Prices increased by 3.6 percent in April compared to the previous year, continuing a trend of rising inflation, though economic policymakers say the increases are temporary.

The Bureau of Economic Analysis reported on Friday that prices rose 0.6 percent in the previous month. However, after adjusting for inflation, consumer spending fell 0.1 percent in April compared to March, as the economy’s stimulus began to fade.

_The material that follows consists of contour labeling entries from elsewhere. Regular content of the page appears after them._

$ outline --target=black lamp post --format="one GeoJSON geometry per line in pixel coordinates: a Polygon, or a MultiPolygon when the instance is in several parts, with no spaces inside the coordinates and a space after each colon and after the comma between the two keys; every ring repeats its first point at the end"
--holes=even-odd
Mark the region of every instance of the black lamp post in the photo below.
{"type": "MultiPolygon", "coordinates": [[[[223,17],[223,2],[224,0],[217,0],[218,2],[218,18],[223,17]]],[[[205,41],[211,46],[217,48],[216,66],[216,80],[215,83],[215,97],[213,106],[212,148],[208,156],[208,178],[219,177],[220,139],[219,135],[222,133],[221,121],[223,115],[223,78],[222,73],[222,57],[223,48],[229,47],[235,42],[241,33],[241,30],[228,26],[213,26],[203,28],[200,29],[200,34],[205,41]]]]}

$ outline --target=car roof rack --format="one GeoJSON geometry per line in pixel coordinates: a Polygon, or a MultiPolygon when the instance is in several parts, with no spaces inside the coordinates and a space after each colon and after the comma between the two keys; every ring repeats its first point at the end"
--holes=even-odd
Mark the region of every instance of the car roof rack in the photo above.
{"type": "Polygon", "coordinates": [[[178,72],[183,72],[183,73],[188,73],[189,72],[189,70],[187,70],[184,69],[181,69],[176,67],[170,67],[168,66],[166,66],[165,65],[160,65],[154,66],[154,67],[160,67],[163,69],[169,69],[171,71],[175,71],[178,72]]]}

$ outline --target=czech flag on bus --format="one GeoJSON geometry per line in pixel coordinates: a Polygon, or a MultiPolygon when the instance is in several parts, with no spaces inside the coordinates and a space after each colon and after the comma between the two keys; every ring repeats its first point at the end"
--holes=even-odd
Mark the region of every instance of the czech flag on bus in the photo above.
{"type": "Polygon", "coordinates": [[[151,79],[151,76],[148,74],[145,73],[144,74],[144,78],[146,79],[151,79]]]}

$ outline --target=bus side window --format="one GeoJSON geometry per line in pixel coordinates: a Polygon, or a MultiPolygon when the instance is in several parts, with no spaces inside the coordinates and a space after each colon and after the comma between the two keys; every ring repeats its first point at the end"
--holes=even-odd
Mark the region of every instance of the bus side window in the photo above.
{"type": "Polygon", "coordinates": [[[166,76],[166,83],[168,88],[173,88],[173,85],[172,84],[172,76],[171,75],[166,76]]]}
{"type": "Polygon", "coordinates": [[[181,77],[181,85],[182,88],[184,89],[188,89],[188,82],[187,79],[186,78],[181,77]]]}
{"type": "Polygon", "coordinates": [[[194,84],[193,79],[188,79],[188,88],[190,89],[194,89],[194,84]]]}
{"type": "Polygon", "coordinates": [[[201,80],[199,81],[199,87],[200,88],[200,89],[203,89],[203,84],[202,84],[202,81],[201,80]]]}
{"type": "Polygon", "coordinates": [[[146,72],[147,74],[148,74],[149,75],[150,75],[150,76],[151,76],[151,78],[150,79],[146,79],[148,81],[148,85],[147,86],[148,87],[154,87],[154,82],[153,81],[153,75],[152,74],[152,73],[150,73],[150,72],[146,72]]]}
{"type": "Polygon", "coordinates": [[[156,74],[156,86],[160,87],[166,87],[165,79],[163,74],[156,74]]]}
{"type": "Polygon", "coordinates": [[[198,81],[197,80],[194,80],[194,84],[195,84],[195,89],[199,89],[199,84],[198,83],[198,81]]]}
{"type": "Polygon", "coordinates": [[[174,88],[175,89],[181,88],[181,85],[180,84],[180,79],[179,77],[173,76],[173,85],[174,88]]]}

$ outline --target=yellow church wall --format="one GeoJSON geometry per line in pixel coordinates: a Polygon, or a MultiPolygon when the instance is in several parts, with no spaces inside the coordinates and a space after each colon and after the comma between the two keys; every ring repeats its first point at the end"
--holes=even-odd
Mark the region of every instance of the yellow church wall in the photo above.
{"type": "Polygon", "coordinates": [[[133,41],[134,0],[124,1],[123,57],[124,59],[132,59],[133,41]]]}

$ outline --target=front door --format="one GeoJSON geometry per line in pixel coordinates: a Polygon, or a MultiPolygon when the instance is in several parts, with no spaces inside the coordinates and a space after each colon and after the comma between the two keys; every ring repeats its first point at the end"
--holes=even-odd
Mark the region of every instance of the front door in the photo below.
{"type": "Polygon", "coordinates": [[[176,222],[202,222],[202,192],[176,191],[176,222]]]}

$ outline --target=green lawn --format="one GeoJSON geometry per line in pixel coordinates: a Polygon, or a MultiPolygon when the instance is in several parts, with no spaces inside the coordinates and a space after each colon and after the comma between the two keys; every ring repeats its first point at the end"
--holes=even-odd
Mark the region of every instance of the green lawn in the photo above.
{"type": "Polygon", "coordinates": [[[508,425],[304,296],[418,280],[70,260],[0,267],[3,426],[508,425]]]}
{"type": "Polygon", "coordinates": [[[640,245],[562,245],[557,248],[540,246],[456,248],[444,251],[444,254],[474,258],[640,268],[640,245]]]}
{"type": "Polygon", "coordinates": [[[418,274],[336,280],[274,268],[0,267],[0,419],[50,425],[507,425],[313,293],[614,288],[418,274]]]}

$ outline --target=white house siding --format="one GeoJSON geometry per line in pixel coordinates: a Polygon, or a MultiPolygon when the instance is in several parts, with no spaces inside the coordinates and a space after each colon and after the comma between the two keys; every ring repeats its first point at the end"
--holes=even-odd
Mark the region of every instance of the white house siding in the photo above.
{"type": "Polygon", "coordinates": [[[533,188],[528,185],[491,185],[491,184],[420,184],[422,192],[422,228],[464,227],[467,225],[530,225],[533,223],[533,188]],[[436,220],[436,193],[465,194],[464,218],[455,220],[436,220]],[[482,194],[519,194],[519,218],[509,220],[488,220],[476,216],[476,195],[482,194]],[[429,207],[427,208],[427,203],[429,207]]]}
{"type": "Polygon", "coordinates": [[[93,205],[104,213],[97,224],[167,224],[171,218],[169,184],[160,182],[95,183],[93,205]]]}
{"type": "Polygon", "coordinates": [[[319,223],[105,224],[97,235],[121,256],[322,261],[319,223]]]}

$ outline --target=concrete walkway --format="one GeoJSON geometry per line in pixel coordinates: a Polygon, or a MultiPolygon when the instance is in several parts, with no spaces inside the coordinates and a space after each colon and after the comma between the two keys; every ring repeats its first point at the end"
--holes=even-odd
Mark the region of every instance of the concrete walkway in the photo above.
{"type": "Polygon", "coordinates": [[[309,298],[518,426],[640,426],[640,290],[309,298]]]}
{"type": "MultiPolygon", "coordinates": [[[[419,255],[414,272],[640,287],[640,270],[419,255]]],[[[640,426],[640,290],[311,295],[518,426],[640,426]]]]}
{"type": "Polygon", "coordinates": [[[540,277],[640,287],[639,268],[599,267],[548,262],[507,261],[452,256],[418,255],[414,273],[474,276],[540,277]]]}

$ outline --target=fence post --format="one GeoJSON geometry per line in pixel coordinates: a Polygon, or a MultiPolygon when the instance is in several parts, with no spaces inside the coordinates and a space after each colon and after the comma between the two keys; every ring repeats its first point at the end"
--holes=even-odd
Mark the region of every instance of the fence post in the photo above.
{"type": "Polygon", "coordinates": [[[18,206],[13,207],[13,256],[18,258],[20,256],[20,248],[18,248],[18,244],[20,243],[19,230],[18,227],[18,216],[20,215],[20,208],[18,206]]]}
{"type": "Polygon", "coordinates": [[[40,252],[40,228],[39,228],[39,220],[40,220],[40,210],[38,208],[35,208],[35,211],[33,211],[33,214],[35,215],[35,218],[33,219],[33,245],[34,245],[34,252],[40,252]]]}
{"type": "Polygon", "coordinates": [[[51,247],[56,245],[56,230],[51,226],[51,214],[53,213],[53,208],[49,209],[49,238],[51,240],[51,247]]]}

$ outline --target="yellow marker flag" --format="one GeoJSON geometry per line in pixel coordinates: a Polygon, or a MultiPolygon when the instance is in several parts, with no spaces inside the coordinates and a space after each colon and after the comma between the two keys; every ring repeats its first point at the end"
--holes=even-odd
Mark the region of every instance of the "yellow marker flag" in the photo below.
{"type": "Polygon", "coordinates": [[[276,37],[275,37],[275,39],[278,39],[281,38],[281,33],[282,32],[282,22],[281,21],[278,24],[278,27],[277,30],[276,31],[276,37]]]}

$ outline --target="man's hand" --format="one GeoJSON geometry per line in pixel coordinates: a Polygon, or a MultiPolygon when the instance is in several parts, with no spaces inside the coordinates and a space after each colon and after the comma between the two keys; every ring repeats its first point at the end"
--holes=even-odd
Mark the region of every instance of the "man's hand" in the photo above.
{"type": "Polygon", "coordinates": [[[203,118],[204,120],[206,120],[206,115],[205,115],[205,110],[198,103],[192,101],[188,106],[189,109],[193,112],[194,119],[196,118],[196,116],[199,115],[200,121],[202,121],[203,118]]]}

The latest inflation figures are unlikely to frighten the Federal Reserve, which is responsible for keeping prices stable and unemployment low. For months, Fed officials have argued that any increase in inflation will be temporary, and that prices will fall as the economy recovers from the pandemic. Rather than raising interest rates and slowing the recovery, the Fed is urging patience so that the labor market can heal.

After adjusting for inflation, Americans’ after-tax income fell 15.1 percent in April from a record high in March, when hundreds of billions of dollars in stimulus payments boosted U.S. bank accounts. Income increased by an astounding 22.7 percent in March compared to February. So, while after-tax income fell in April, it has been trending higher in the long run, as stimulus checks and unemployment benefits continued to arrive in April, albeit at lower levels.

After adjusting for inflation, consumer spending recovered completely from the Covid crisis in March, thanks in part to this government-assisted income surge. Consumers account for nearly 70% of the US economy, and their spending whims have long driven US economic growth.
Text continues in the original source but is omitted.